Von Mai 2014 bis Mai 2015 habe ich eine Weiterbildung zur Palliativ-Care Pflegekraft gemacht. In diesem Rahmen habe ich eine Abschlussarbeit geschrieben zum Thema "Filzen in Trauerzeiten". Hier
einige Auszüge:
Heilendes Filzen, Ursprung, Technik, Material, Prozess, Wirkung
„Nichts ist dazu verurteilt so zu bleiben wie es ist“ (Ernst Bloch).
Das Verfilzen von Schafwolle gehört seit Jahrtausenden zu den Tätigkeiten nomadisierender Völker. Sie stellen mit dieser Technik Produkte für das tägliche Leben her, ihre Zelte, ihre Kleidung, Gefäße, Teppiche. Das Material stammt von den Tieren mit denen sie umher ziehen, den Schafen, Ziegen, Kamelen. Dieser Hintergrund ist vielleicht mit dafür verantwortlich, das Filzen in unserem Kulturkreis mehr und mehr Einzug hält. Das Material entspricht der Sehnsucht nach etwas Ursprünglichem, Rauem, Wildem, Archaischem in unserer verfremdeten Welt voll Plastik und Silikon. Es erinnert den Menschen an Existenzielles wie Geburt und Tod, an seine Wurzeln.
Mongolen und Turkmenen kennen das Ritual des Totentuch Filzens. Eine Gemeinschaft befasst sich mit der Unausweichlichkeit des Todes, gibt dem Toten die letzte Ehre, unterstützt im gemeinsamen Tun und Gespräch die Trauernden, hilft sich selber (vgl. Nagi/ Istvan 2002, S. 27).
Wolle verfilzt durch mechanische Bearbeitung und einer warmen Lauge.
Um ein Tuch, einen Teppich, schlicht eine Fläche zu filzen, muss die lose Wolle zunächst ausgelegt werden. Noch ist sie weich, zart und flauschig, Eigenschaften, die bei uns Assoziationen von Geborgenheit, Wärme, Kindsein hervorrufen – ein Eintauchen in Erinnerung ist hier meistens unumgänglich. Dinge können betrachtet und beweint werden.
Das anschließende Verfilzen, Verfestigen der losen Fasern verläuft in drei Arbeitsschritten.
1. Behutsames Reiben der ausgelegten, durchfeuchteten Wolle.
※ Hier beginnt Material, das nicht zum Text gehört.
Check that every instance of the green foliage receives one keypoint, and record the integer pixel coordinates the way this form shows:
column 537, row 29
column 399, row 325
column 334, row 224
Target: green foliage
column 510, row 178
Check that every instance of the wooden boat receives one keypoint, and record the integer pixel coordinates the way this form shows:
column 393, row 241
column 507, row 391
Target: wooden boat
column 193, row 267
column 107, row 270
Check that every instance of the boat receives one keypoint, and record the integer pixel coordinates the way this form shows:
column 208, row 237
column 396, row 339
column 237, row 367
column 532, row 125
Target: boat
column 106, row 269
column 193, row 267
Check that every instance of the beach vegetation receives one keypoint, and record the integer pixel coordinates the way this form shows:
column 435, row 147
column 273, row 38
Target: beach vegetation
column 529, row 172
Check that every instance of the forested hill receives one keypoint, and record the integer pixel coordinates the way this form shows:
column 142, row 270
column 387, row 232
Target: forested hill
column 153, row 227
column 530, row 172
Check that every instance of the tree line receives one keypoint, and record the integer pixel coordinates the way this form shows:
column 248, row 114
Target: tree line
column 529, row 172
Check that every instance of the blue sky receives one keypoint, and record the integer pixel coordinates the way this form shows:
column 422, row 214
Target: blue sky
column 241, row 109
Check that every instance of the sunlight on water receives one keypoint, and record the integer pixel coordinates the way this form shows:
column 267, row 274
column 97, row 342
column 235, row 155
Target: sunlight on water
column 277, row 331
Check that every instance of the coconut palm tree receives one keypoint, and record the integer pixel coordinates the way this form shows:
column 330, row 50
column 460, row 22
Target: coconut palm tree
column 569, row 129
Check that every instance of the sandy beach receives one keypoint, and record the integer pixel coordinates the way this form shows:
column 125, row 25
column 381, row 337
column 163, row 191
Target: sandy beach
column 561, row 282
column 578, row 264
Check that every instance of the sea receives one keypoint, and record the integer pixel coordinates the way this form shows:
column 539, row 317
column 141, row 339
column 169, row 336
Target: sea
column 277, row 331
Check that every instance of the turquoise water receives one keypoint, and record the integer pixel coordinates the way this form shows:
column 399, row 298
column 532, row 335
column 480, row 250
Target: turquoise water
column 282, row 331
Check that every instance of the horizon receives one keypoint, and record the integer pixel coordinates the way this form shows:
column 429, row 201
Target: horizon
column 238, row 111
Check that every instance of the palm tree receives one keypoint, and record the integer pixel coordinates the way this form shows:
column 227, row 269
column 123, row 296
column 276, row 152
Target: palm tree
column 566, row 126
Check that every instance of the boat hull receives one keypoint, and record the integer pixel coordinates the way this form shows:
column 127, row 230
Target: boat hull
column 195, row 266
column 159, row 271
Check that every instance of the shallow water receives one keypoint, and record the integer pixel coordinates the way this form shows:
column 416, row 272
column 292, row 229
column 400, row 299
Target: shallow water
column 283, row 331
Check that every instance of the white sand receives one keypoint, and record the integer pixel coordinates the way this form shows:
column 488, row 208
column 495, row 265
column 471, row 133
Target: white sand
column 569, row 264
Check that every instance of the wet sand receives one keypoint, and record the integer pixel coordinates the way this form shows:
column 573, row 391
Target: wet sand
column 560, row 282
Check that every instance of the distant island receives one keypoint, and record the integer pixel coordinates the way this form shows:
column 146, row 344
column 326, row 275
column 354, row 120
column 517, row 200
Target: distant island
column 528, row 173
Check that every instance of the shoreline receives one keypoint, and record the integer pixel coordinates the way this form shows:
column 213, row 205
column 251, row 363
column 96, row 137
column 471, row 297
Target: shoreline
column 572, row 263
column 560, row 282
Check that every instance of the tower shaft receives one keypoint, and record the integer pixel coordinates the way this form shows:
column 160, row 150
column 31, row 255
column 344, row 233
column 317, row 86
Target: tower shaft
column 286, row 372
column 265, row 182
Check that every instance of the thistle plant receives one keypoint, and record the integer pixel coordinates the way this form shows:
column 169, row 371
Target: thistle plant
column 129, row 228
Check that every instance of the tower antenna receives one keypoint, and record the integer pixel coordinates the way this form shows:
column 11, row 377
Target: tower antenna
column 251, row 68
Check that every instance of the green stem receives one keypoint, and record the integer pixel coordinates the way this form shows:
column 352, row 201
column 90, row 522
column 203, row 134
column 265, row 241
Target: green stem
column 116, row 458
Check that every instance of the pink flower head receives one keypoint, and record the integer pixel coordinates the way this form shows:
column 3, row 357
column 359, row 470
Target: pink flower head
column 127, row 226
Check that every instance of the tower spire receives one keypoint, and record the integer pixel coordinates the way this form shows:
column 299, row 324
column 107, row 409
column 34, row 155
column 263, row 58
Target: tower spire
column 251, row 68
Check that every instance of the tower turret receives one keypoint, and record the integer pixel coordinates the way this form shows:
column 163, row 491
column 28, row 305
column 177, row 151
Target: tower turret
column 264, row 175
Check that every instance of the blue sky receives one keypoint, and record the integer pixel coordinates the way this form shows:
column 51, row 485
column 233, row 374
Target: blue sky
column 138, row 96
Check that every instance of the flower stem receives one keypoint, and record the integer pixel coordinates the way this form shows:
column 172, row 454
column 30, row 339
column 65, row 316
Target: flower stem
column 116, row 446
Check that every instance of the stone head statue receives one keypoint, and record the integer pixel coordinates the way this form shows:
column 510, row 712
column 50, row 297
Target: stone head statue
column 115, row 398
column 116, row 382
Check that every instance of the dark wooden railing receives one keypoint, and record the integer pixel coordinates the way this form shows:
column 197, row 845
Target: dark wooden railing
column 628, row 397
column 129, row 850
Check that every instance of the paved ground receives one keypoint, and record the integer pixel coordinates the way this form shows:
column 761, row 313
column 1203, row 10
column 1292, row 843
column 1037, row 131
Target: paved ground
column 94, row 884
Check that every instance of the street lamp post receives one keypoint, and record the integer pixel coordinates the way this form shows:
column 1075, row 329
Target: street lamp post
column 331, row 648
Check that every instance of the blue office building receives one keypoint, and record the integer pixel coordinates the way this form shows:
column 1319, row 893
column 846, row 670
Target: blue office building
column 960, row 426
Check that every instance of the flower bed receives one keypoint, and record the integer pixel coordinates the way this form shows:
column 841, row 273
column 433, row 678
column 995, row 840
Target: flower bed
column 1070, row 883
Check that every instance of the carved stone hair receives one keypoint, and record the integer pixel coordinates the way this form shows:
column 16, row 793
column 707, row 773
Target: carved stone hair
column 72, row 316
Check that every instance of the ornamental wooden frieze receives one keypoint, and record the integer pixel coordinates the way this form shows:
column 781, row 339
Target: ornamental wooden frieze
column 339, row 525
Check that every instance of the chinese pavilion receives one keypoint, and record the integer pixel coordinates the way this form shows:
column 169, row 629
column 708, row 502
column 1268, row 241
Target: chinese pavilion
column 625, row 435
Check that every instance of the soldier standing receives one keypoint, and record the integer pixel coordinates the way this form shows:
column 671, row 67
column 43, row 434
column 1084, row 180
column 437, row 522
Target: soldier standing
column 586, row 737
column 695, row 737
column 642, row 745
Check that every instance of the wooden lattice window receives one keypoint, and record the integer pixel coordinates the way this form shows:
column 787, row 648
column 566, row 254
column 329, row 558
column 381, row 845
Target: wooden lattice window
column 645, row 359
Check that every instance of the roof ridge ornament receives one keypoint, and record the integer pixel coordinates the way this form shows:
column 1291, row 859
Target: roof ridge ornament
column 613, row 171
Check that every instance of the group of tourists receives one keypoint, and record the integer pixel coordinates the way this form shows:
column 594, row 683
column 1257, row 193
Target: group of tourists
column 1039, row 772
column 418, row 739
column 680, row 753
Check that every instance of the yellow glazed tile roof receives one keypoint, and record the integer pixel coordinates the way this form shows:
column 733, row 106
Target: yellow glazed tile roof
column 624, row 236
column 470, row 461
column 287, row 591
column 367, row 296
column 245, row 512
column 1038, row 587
Vorsichtig, fasst zärtlich muss die Wolle gestreichelt werden, damit die einzelnen Fasern sich ineinander verhaken können, ein mögliches Muster erhalten bleibt
2. Die sich langsam verfilzenden Fläche wird in eine Noppenfolie und ein Handtuch eingerollt, so entzieht sich das Entstehende für einige Zeit den Blicken der Filzerin
3. Walken, kräftiges Bearbeiten der festen Struktur, um sie in Form zu bringen oder weiter zu stabilisieren.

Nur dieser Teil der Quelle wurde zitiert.